La salute riproduttiva corrisponde allo stato di benessere fisico, mentale e sociale correlato al sistema riproduttivo e alle sue funzioni.

Essa tratta di temi salutistici importanti come la contraccezione, la fertilità e la prevenzione delle infezioni sessualmente trasmissibili, condizioni che possono avere serie complicanze. 

Approfondiamo insieme e analizziamo con maggiori dettagli cos’è la salute riproduttiva, perché è importante, come prevenire le malattie sessualmente trasmissibili, quali sono i metodi di contraccezione e, infine, cos’è la fertilità e come favorirla attraverso la stile di vita. 

Cosa si intende per salute riproduttiva?

Come riporta l’Organizzazione Mondiale della Sanità, per salute riproduttiva si intende uno stato di completo benessere fisico, mentale e sociale (e non limitato, quindi, alla sola assenza di malattia o infermità), per tutto ciò che riguarda gli aspetti relativi all’apparato riproduttivo e alle sue funzioni e processi.

La salute riproduttiva coinvolge uomini e donne, e pone l’accento sulle capacità di condurre una vita sessuale responsabile, sicura e soddisfacente, e di poter riprodursi e di decidere se, quando e quanto posso farlo.

Temi centrali della salute riproduttiva sono il mantenimento di buona salute sessuale, la prevenzione della malattie sessualmente trasmissibili, la fertilità e gli stili di vita che la promuovono, i metodi di contraccezione e tutto ciò che riguarda l’accesso a informazioni relative gravidanza e genitorialità sicure.

Perché la salute riproduttiva è così importante?

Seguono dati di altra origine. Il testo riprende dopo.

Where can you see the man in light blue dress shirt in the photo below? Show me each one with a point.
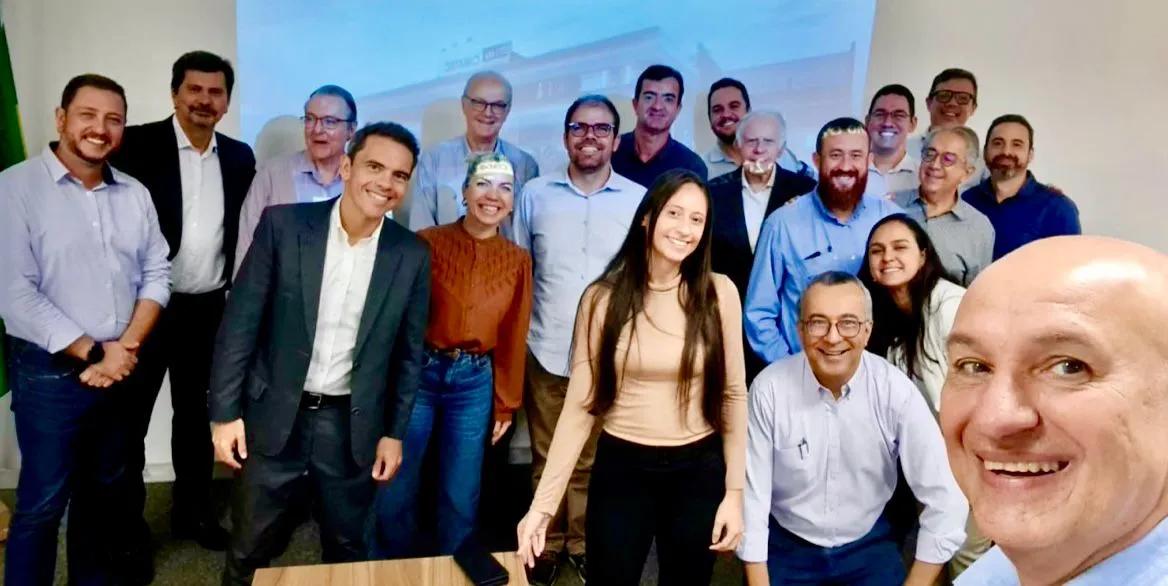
(1055, 414)
(437, 195)
(826, 230)
(85, 277)
(572, 222)
(826, 430)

Incoraggiare la salute riproduttiva significa favorire la salute individuale generale e la salute pubblica. Ciò, a sua volta, contribuisce a premiare la salute futura individuale e quella dei propri figli. Per esempio, i dettami di uno stile di vita funzionale alla fertilità sostengono anche la salute generale, in quanto si basano sugli stessi principi; questo vuol dire che l’effetto di abitudini salutistiche è duplice.

Bisogna poi considerare i risvolti che la salute riproduttiva può avere a livello mentale/psicologico. Una vita sessuale sana e soddisfacente aumenta l’autostima, riduce stress e ansia, e migliora l’umore.

Come prevenire le malattie sessualmente trasmissibili?

Le malattie sessualmente trasmissibili (o IST) sono le infezioni che si contraggono attraverso qualsiasi attività sessuale che coinvolga vagina, pene, ano o bocca. Sono condizioni estremamente contagiose, che, in alcuni casi, se non trattate per tempo e in modo adeguato, possono rivelarsi molto pericolose. Tra le IST più note figurano clamidia, gonorrea, sifilide, epatite B, HIV, herpes genitale, le infezioni da papilloma virus umano (HPV), tricomoniasi.

Il primo passo per comprendere appieno la prevenzione di queste patologie è parlare dei fattori di rischio. Il più importante di questi è l’attività sessuale: chiunque sia sessualmente attivo è a rischio di malattie sessualmente trasmissibili. 

Essere consapevoli di ciò non deve tradursi in paure insensate, ma fortificare l’approccio alla salute riproduttiva e a tutte quelle accortezze che servono a proteggere dalle IST.

Altri importanti fattori di rischio si possono riassumere nel seguente elenco:

  • rapporti non protetti con partner infetti;
  • promiscuità sessuale;
  • storia clinica passata di infezioni sessualmente trasmissibili;
  • l’uso di droghe iniettabili con condivisione della siringa.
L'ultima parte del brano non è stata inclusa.